# Snail Problem?



## Waterman (Oct 7, 2013)

I've been having some problem with new leaves on my plants looking like they've been eaten. Just as my anubias was sprouting a new leaf it would seem to get eaten. I was starting to think it was my algae eater but while re planting my tank I found a bunch of these snails living in my sand bed. They are virtually never seen in my tank but I found a tone of them in the sand. Does anyone know anything about them and how to get rid of them? I had some snails before but my clown loaches did a great job of devouring them, all but these I guess.

Thanks for the help


----------



## Jousters (Jan 16, 2014)

They look like Trumpet Snails.I have not seem them eat plants.They are good for the roots of your plants because they loosen the soil.I believe they multiply like crazy.I also had success with loaches eating them.Good luck finding the culprit.


----------



## Fishlover69 (Jun 9, 2015)

If you have clown loaches , they will help in cutting down the population or you could go for Assassin snails.
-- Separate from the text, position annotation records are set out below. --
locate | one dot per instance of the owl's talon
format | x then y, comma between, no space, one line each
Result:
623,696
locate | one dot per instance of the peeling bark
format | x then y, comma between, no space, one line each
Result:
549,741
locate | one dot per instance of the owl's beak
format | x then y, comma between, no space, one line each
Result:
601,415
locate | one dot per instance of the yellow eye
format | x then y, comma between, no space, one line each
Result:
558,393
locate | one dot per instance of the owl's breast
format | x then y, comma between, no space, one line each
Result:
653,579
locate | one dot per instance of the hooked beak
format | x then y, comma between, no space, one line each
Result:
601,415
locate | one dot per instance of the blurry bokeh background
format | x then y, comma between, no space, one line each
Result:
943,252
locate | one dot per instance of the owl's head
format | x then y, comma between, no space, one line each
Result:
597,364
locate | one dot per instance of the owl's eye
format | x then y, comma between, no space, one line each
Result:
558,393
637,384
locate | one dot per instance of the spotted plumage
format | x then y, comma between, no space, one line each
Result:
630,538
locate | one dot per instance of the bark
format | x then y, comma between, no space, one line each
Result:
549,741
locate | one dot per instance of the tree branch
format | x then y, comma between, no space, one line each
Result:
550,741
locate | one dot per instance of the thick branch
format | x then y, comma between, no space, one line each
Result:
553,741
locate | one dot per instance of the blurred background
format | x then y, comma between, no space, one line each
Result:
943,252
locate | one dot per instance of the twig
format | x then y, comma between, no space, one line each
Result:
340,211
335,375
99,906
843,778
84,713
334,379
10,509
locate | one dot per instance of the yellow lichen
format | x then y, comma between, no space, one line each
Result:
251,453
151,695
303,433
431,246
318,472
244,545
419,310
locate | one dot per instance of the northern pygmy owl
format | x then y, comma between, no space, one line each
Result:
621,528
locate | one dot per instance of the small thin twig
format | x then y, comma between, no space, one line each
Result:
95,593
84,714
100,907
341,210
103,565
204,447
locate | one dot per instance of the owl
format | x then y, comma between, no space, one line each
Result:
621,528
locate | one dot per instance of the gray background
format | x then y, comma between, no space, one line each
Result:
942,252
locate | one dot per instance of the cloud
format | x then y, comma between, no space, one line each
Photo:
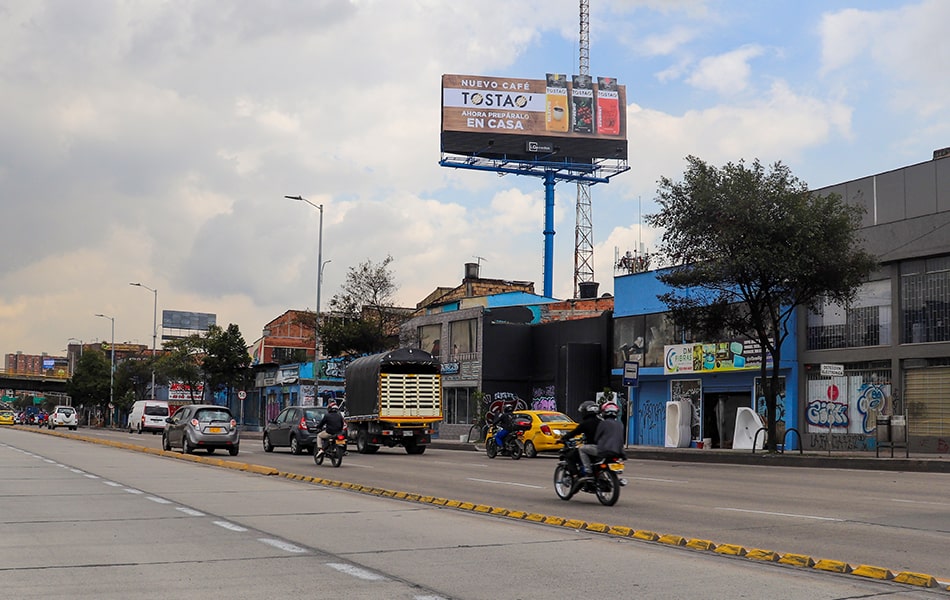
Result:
726,73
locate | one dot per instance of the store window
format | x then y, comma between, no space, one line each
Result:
925,300
866,322
430,337
462,334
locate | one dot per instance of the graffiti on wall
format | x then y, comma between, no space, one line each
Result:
848,403
542,398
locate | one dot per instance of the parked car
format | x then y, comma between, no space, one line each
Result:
295,428
205,426
148,415
63,416
547,427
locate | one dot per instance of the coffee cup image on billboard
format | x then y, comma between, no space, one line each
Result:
582,104
608,106
556,103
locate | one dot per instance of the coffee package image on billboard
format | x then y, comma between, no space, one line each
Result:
582,104
608,106
556,117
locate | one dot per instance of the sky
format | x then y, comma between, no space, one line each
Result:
154,141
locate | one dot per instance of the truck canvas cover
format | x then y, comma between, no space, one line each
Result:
409,380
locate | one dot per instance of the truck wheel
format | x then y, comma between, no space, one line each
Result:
362,443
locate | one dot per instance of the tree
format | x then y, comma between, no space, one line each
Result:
181,361
363,317
89,385
226,359
750,246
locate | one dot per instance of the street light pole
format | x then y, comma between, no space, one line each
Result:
316,325
112,361
154,328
I had the same issue with my plants and got a few assassin snails and now my new leaves are all good.


----------



## Waterman (Oct 7, 2013)

That's what I thought, trumpet snails, but it was a mystery as to why my plants were getting munched so I thought perhaps they were something else. I've reduced the population by quite a bit so I'll see how the plants respond. There sure was a tone of them in my sand bed.
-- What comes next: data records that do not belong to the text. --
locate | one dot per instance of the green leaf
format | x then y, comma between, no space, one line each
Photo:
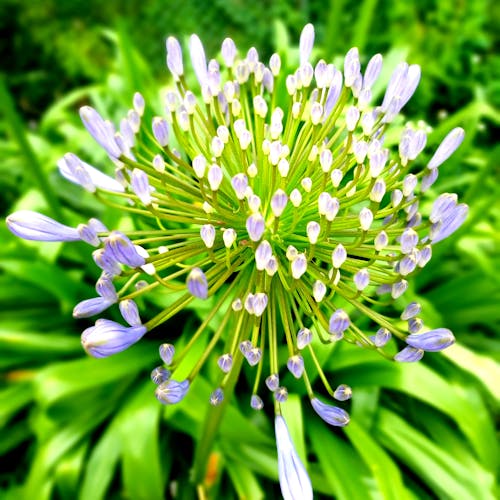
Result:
138,426
348,476
444,473
382,467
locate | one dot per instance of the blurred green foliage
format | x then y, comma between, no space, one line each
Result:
74,427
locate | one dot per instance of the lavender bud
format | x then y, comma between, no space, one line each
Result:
100,130
409,355
107,338
171,391
197,283
338,324
304,338
431,341
294,481
411,310
255,226
225,362
381,338
123,250
330,414
160,375
262,255
273,382
256,402
217,397
167,352
207,233
91,307
160,131
37,227
447,147
295,365
342,393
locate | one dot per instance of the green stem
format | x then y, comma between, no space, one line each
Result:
213,419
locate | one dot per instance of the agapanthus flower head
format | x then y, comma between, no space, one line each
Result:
295,219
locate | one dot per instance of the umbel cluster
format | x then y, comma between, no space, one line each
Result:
271,194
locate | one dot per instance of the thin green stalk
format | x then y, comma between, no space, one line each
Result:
213,419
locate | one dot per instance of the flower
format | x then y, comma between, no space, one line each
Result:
294,481
294,216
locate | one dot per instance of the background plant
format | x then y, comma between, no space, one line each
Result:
74,427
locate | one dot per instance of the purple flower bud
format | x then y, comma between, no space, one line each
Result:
415,325
160,374
339,323
409,240
259,303
225,362
123,250
262,255
281,394
411,310
304,338
332,415
313,229
319,290
342,393
294,481
339,256
217,397
399,288
278,202
37,227
253,356
273,382
245,347
333,93
431,341
160,130
197,283
447,147
428,180
107,338
407,265
298,266
365,218
452,221
207,233
88,235
106,260
174,57
100,130
362,279
171,391
295,365
381,338
256,402
255,226
167,352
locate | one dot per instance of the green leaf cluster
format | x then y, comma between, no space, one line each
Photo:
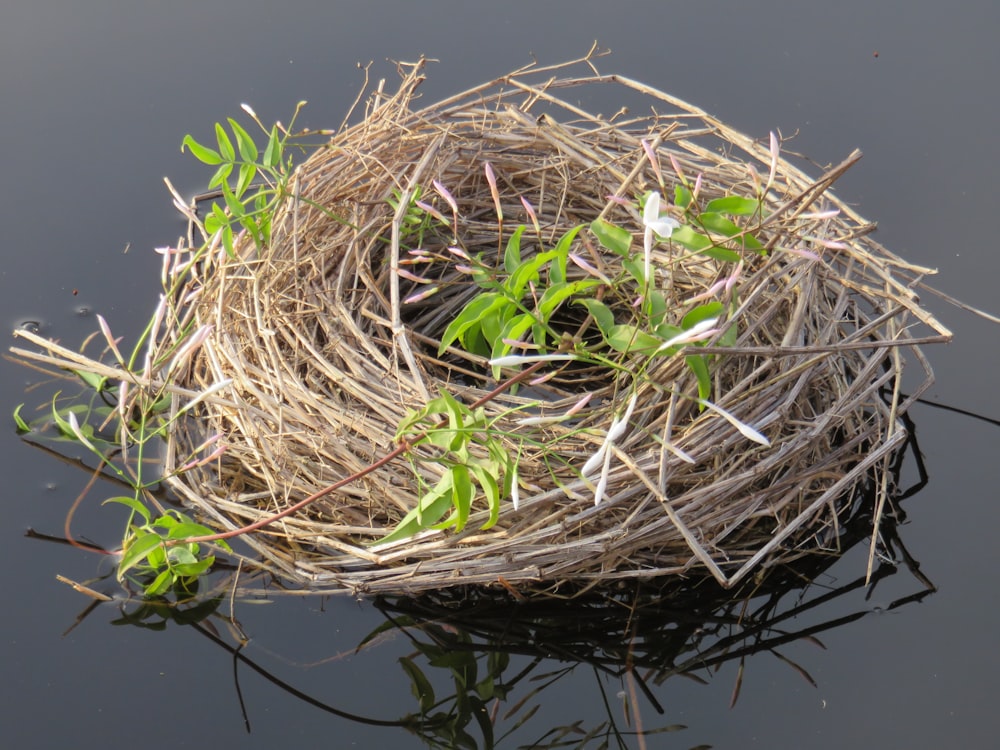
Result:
247,204
155,553
518,303
450,433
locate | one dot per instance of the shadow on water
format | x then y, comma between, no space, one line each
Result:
482,665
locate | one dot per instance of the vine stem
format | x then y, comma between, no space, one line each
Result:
391,455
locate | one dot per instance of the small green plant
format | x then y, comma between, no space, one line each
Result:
449,433
261,177
523,314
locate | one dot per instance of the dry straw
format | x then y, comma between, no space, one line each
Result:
326,359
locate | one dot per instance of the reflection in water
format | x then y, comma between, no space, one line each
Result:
481,665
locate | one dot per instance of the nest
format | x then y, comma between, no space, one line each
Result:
327,359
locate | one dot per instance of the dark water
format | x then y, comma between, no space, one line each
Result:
95,103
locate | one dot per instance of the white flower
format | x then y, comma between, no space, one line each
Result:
602,458
663,226
654,224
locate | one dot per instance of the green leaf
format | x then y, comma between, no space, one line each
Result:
181,555
131,503
491,490
232,202
700,243
528,272
636,269
272,154
719,224
221,175
138,550
185,529
225,145
22,426
247,173
429,510
201,153
700,313
614,238
601,313
248,149
194,569
734,205
628,338
556,294
472,314
512,254
462,494
561,253
227,240
161,584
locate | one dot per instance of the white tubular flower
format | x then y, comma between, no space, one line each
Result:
654,224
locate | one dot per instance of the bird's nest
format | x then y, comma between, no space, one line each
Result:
330,336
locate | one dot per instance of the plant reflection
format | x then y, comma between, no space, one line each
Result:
482,665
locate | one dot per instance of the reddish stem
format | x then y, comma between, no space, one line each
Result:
394,453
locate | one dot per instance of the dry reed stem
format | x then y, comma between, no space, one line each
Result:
326,359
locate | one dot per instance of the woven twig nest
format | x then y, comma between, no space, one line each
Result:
327,360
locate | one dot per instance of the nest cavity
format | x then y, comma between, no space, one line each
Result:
327,357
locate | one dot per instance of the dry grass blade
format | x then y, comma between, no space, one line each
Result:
326,359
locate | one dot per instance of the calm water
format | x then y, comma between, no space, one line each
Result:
95,103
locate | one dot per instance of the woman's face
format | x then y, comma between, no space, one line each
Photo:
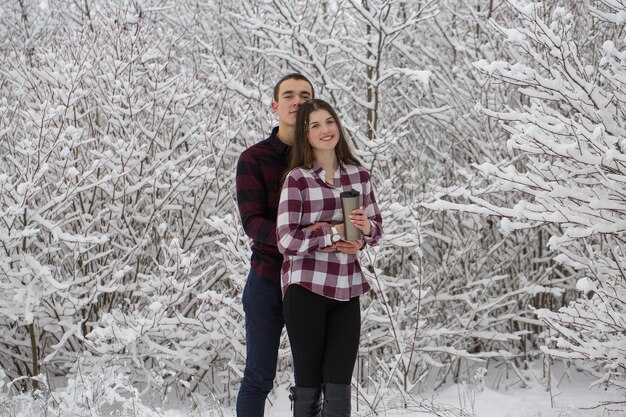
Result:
323,130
Thanks for the advice! If the munching persists I'll try the assassin snails.


----------



## Jousters (Jan 16, 2014)

I find Anubis to be very hardy plant and fish don't like to eat it because of it`s thickness.You can cut the leaf off and it should grow back.Best to show a photo of the leaf.I`m sure other members on this site might know.I never had leaves eaten from Anubis before.Other plants yes.


----------



## charlie1 (Nov 27, 2015)

I find it difficult to agree that trumpet snails eating plants more so Anubias,usually trumpet snails will only eat leaves if the plant cell is dying .
I would look at the clown loaches if you still have them.
Just my take, which could be wrong.


----------



## Waterman (Oct 7, 2013)

Thanks for the added input.

I did a bunch of pruning, should have taken a few pics beforehand but anyway. It was always only the new growth that seemed to get munched but that said, could it have been a nutrient deficiency? After reducing the population of snails I now have several new leaves that are coming in normally but I've also been on top of my additions lately as well. I switched from Seachem ferts to the PPS Pro system and after a bit of a shaky start my tanks have settled in. All plant growth is much better.


----------



## Waterman (Oct 7, 2013)

So, once again, as the new leaves were developing this is what I end up with overnight. This is a new leaf, was just opening yesterday and looking completely normal. When the lights came on today, this is how it looks.
What leads me to the trumpet snails is that the damage always happens overnight but that could just be a coincidence. Could it be my Chinese algae eater? He's quite large, 4 inches plus.


----------